Brad Feld – I’m fine with founders taking some money off the table in financing. It never makes sense to me early on — I never understand why someone would want to do it early in the life of the company or at a low valuation. But as the business develops, it makes total sense.

Rob Go – I think this is appropriate in some cases where alignment between entrepreneurs and investors can be maintained. If an entrepreneur really believes in the business he or she is building, it makes sense to not sell equity early, but build value toward a future liquidity event.

But if a company founder has been at it for a long time, it can be best to provide some liquidity so they can diversify their wealth. It’s also important when an investor wants a founder to be incentivized to swing for the fences, and be in a financial position personally that they are comfortable enough to take that risk.
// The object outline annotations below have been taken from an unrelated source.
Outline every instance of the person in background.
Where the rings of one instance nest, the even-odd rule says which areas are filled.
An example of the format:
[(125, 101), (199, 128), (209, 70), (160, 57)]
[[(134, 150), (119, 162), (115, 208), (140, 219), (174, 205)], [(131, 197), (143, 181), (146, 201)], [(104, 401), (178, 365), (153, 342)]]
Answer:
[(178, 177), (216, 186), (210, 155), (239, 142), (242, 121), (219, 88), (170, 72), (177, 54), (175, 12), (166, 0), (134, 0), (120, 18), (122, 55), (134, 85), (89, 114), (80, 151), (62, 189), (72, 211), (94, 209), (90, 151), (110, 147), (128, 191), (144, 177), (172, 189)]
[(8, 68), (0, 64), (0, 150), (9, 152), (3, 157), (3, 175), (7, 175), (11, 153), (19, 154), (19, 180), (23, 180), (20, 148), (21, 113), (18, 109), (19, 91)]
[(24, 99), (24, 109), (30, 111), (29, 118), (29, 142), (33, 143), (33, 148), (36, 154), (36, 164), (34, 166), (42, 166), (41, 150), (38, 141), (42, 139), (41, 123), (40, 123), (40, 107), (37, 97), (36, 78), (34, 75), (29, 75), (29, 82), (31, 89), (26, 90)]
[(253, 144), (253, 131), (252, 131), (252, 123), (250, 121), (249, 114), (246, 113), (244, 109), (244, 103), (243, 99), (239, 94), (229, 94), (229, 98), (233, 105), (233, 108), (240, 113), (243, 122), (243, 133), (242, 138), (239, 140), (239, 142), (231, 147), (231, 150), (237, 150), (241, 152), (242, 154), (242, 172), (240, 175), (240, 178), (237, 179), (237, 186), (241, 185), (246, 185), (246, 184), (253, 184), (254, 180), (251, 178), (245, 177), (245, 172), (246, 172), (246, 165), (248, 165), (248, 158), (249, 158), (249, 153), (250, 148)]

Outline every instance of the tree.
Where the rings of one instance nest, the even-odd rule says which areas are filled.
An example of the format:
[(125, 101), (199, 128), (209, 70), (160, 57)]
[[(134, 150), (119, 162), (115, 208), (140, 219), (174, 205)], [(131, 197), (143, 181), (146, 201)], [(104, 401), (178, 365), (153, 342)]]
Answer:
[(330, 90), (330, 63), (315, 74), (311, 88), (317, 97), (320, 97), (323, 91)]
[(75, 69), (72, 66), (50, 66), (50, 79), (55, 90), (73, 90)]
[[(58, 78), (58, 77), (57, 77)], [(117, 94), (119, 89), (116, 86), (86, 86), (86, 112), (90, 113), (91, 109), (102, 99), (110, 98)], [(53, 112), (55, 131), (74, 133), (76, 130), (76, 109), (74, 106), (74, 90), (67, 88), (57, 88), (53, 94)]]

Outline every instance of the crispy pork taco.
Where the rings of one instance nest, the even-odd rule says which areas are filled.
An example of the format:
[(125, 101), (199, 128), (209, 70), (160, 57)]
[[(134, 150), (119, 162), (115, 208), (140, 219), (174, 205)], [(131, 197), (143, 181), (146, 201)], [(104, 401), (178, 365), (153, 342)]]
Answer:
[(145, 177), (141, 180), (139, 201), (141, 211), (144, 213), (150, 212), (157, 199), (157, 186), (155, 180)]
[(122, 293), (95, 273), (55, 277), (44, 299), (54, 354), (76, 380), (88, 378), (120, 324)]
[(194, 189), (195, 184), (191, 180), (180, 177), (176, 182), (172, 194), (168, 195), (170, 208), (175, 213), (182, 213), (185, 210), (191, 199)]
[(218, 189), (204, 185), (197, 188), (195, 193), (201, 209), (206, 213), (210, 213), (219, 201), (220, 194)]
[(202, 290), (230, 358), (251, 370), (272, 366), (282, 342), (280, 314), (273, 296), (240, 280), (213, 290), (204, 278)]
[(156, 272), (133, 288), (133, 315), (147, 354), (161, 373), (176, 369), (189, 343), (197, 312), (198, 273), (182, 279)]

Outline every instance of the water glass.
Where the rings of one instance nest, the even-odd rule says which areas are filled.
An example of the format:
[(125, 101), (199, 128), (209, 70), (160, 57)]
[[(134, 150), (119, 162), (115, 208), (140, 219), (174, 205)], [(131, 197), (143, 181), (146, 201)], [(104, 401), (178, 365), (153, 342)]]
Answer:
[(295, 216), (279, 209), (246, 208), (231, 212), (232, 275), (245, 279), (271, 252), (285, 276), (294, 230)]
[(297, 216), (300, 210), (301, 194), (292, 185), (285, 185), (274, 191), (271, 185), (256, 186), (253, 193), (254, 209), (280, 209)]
Alex Taussig – In most situations, I find asking for founder liquidity to be an unpalatable request. Why should we be buying equity if you’re selling it? Usually, it’s a tacit admission that the stock being purchased is overvalued.

That said, there are a few situations where I believe selling founder equity is appropriate. The most common example is when a founder has worked with a small salary for three or four years and has built a valuable business. As such, I see no issue with founders taking some chips off the table as compensation, especially if it puts them in a more comfortable and diversified financial position from which they can truly “swing for the fences.”